Nothing that had been altered lived there; biotech had been banned from the gardens, with the government set to classify artificial animals as akin to espionage. Malformed animals or rare ones could incite panic, and the newspapers ran articles about suspected biotech cornered and hacked to death by men with machetes.

But my mother would say at dinner, my father rolling his eyes, that biotech was already out in the world more than people knew. That it was pretending, trying to blend in, to escape notice.

*

After school, my friends and I would play at the gardens, overseen by one of the mothers or my father. We would climb the labyrinthine trees that overhung the pond, the ones with the intense strands of bright red blossoms that made me sneeze, the wind off the sea from across the road bringing a hint of salt and fresh coolness to our sweaty endeavors. Then we would be walked down the sea road to the harbor, and home. Along the way, when I had money from chores, we would run into the corner store and get salted plums and rice candy. The old lady behind the counter never smiled but would give me, free of charge, the little decorative umbrellas people used to put in drinks.

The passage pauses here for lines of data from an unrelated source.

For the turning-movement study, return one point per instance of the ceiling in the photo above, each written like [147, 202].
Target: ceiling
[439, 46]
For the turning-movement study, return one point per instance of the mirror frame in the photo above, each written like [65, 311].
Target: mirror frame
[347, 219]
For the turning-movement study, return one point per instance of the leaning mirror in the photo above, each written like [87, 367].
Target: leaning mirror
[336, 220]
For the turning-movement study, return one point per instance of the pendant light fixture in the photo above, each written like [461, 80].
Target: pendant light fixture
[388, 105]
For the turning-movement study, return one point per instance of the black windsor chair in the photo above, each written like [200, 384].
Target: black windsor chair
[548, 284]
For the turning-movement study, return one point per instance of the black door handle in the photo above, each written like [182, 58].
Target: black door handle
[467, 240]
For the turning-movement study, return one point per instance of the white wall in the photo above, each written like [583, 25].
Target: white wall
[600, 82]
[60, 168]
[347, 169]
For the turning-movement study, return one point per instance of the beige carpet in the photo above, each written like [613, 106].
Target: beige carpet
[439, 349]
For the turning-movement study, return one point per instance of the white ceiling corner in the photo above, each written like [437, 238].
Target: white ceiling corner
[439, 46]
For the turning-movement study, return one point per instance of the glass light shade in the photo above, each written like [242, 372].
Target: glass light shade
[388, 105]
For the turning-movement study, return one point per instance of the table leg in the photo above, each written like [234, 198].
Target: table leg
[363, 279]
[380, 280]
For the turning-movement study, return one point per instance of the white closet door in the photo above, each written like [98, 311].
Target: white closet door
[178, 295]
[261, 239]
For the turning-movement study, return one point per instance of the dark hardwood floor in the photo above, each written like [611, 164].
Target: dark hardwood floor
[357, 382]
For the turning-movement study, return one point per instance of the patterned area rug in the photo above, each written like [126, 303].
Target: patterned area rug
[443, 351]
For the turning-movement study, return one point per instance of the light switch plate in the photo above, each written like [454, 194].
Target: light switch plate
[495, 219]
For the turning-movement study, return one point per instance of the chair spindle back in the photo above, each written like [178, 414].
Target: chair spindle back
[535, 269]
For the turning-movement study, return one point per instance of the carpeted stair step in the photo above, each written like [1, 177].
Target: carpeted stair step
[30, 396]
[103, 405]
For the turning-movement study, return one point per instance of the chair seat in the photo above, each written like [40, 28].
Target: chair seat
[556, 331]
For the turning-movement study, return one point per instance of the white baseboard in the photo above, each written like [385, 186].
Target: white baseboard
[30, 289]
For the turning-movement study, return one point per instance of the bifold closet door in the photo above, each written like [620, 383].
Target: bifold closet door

Most days, if it hadn’t yet gotten dark, my parents would go down to the beach with me after dinner. We would look for shells or wade in the shallows with our shoes off. I liked to watch the grumpy-looking sand-colored fish sway back and forth under the surf. Then it was back home to do schoolwork, and before bed my father would read to me from a children’s book or maybe even an adult book, or poetry with pictures alongside it. No one made printed books on the island anymore, and electricity was on-again, off-again. But I didn’t notice that, didn’t think anything of it. I was going to live on the island forever. Each day would be just like the last, and each night also, with the ocean breeze surging like the sea was surging, with wind crackling gentle through the palms and, sometimes, the little foot-patter of rats or mice that entranced me but sent my father into frenzies of mousetrap building.

In the mornings, a man who had grown up on the island and sold, among other items, boiled, filtered water in glass jars would keep an eye on me and the neighbor kids as we walked to school in our brown leather sandals and the badly made itchy gray uniforms the school recycled year after year. We’d do our language arts, our math, our science, and then be released into recess. The school was across the road from the beach, and we’d rove wider than was prudent, blunder, explore the very limits of our territory—to uncover a huge palm crab or some wayward crayfish taking a walk from the nearby river.

We rarely made it all the way to the sea without some adult calling us back. But I sometimes made it to the fence, to watch the mud flats where the river fed into the sea. I liked to observe the mudskippers—soft, slimy, puckish creatures with bulgy eyes and fins that doubled as a way to walk on land. I didn’t even notice the marsh reek all that much, I liked the mudskippers so much—and the cautious fiddler crabs that would cover the mud when I was in the middle distance but then disappear down their holes leaving behind an empty ghost town when I was at the fence.

The mudskippers didn’t even blink, though, remained behind like gray statues, unmoving but for a delicate flutter around their amphibious gills. Gulp, gulp, gulp they’d go, before, at their own pace, plopping back into the water. Some of them acted like sentries, and others seemed to enjoy goofing off. It was hard to tell the difference, though.